During the 2008 Financial Crisis, the industry and regulators were in a state of fear and ignorance about the total amount of money owed by derivative markets participants, an amount, on paper, that could have been greater than the U.S. GDP. As a result, the G20 began the process to create a global Legal Entity Identifier which is overseen by the Global Legal Entity Identifier Foundation.

Ontology2 has long been a leader in the commercialization of large-scale semantic databases such as Dbpedia and Freebase. Replacing imprecise names and addresses with specific identifiers is what we do, so we took an interest in the LEI system and started in August 2014. Our LEI site is what we call an interpretive browser in that it combines a raw information source with additional information, rules and machine learning models to supplement that data with expert commentary.

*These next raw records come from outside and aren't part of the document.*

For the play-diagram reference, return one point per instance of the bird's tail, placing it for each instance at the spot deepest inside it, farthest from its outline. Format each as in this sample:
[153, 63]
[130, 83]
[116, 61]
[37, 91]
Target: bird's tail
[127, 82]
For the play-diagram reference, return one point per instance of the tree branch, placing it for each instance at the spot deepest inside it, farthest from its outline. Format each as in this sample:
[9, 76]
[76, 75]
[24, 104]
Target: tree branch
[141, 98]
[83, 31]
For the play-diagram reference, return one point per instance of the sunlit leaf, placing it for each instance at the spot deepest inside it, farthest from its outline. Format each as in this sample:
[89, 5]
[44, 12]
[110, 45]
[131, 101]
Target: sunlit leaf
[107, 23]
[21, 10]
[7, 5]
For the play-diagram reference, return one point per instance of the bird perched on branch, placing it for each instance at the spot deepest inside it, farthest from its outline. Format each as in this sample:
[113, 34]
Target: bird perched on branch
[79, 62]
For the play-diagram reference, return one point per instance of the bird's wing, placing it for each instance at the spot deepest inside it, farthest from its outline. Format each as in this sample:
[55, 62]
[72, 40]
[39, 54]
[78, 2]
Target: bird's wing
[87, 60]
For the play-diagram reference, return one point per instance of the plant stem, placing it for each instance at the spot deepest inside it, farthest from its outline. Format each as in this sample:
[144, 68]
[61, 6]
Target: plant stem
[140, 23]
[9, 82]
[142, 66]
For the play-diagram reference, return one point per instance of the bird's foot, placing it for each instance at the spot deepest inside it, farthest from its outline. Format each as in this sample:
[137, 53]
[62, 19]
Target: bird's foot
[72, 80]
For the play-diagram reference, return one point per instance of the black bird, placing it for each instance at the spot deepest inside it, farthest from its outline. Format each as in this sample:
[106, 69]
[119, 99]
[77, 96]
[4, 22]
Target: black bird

The is a product of the Real Semantics framework, both in the sense that it incorporates parts of Real Semantics and in the sense that the Real Semantics framework assembles the software components and data that make up the site. This article, which is part of the Real Semantics documentation, explains the unique attributes of the the site the relationship it has with Real Semantics. It is aimed at a wide audience, which may or may not be knowledgable about reference data, the financial industry, semantic technology or cloud computing, so we will start with the business case and explain how we apply technology to it.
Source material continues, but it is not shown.